I misteri del Cremlino. Da Politkovskaja a Navalny: una lunga tradizione color sangue
Anna Politkovskaja è stata assassinata a Mosca il 7 ottobre 2006
Mancava solo lui. E puntualmente, anche Alekseij Navalny si è aggiunto all’ultimo minuto alla lunga scia di cadaveri eccellenti che scandisce, quasi fossero sanguinanti pietre d'inciampo, l’ultraventennale parabola d,i Vladimir Putin. L’elenco è fitto di misteri, oltre che di vittime.

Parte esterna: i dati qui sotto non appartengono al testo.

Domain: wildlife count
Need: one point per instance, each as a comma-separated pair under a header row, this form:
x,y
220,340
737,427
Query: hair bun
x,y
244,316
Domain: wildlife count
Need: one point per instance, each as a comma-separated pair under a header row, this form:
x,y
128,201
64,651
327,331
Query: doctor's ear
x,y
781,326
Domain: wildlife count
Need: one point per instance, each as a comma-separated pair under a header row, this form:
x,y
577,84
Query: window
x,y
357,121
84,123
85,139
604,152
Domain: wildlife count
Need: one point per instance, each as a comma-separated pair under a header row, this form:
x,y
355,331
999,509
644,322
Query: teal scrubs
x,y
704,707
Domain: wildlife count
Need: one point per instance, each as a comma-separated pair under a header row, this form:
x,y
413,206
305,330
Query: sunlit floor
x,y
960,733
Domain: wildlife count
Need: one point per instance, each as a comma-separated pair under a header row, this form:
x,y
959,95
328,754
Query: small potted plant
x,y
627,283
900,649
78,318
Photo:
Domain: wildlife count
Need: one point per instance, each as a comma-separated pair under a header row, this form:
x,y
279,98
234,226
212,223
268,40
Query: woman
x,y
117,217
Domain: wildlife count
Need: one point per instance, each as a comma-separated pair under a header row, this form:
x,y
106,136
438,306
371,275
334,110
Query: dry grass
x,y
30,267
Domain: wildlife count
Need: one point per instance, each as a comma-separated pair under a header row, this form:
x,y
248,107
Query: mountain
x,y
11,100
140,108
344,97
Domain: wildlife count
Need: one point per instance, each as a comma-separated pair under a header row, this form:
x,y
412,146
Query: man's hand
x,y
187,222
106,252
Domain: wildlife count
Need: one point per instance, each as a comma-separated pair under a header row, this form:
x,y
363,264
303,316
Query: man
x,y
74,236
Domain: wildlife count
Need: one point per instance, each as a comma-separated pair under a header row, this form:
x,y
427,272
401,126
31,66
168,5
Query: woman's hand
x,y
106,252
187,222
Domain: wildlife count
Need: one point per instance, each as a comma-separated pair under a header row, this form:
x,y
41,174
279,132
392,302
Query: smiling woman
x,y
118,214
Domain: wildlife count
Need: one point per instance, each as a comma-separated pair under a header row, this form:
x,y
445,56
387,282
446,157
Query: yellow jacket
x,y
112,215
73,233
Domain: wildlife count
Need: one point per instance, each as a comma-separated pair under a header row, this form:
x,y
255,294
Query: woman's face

Dal te al polonio dell’ex colonnello del Kgb Aleksandr Litvinenko riparato a Londra e avvelenato in modo letale nel 2006, alla giornalista di “Novaja Gazeta” Anna Politkovskaja, assassinata nel medesimo anno da un sicario nell’ascensore del suo palazzo; dalla reporter Anastasia Baburova, assassinata nel gennaio 2009 insieme all'avvocato difensore dei diritti umani Stanislav Markelov mentre si trovavano per le strade di Mosca, all’oligarca Boris Berezovskij, trovato impiccato nel 2013 nella sua abitazione di Sunninghill a una quarantina di chilometri da Londra; dall’ex vicepremier di Eltsin, Boris Nemsov (assassinato nel febbraio del 2015 a Mosca mentre attraversava un ponte vicino alla Piazza Rossa), per finire con il “cuoco di Putin” Evgenij Prigozhin, prima braccio armato del presidente con la milizia paramilitare Wagner, poi scomodo detrattore della campagna di guerra in Ucraina, precipitato con il suo velivolo il 23 agosto dello scorso anno mentre sorvolava l’oblast di Tver.
Ma non si contano piccoli e grandi funzionari, oscuri apparatèiki che in questi ultimi due anni di guerra hanno misteriosamente imboccato la tromba delle scale o il vano vuoto di un ascensore per raggiungere più celermente il piano terra. Cadaveri eccellenti, si è detto. Ma tutti figli di un metodo che Putin ha ereditato dal trentennio staliniano, dove le purghe inflitte alla vecchia guardia bolscevica, poi a poeti e letterati non allineati con il realismo socialista, quindi alle decine di migliaia di incolpevoli membri di una fazione perdente del partito, per finire con i medici ebrei sospettati di tramare ai danni della sua salute, erano prassi quotidiana.
Negli anni Trenta nell’Unione Sovietica si scompariva dall’oggi al domani: nei gulag siberiani, come il poeta Osip Mandel’štam, o davanti a un plotone d’esecuzione sul lastricato della Butyrka, il carcere degli zar, come Isaak Babel; oppure nel cortile della Lubjanka, la sede della Nkvd e successivamente del Kgb, dove si fucilavano sbrigativamente dopo un breve processo-farsa gli avversari del regime, come il grande regista Mejerchol’d o l’eroe dell’Armata Rossa Tuchaèevskij, caduti in disgrazia agli occhi di Stalin. E c’era chi faceva da sé, abbreviando il compito dei propri aguzzini: come la poetessa Marina Cvetaeva o come Vladimir Majakovskij, due suicidi eccellenti.
Con l’era Krusciov e la destalinizzazione sembrava fosse finita. Nessun dissidente veniva più ucciso per strada, né mandato nel gulag. Ma si trattava di un breve cambio di passo. Dopo il lungo letargo brezneviano e la parentesi di Gorbaciov, la Russia di Putin è tornata ai fasti di un tempo. Questione di temperamento, di scuola. Ex ufficiale del Kgb con incarico nella Ddr a Dresda, Putin ha vissuto il crollo dell’Unione Sovietica come una tragedia di portata storica. Da allora persegue un revanscismo nazionalista con forti nostalgie staliniane.
Non a caso è in corso da alcuni anni una lenta ma insistita riabilitazione del dittatore georgiano. Al quale si usa attribuire una frase che forse non ha mai davvero pronunciato ma che corrisponde perfettamente al suo modo di agire: «La morte risolve tutti i problemi: niente uomini, niente problemi».
Un motto che come si vede Vladimir Putin ha fatto suo, con puntiglioso zelo.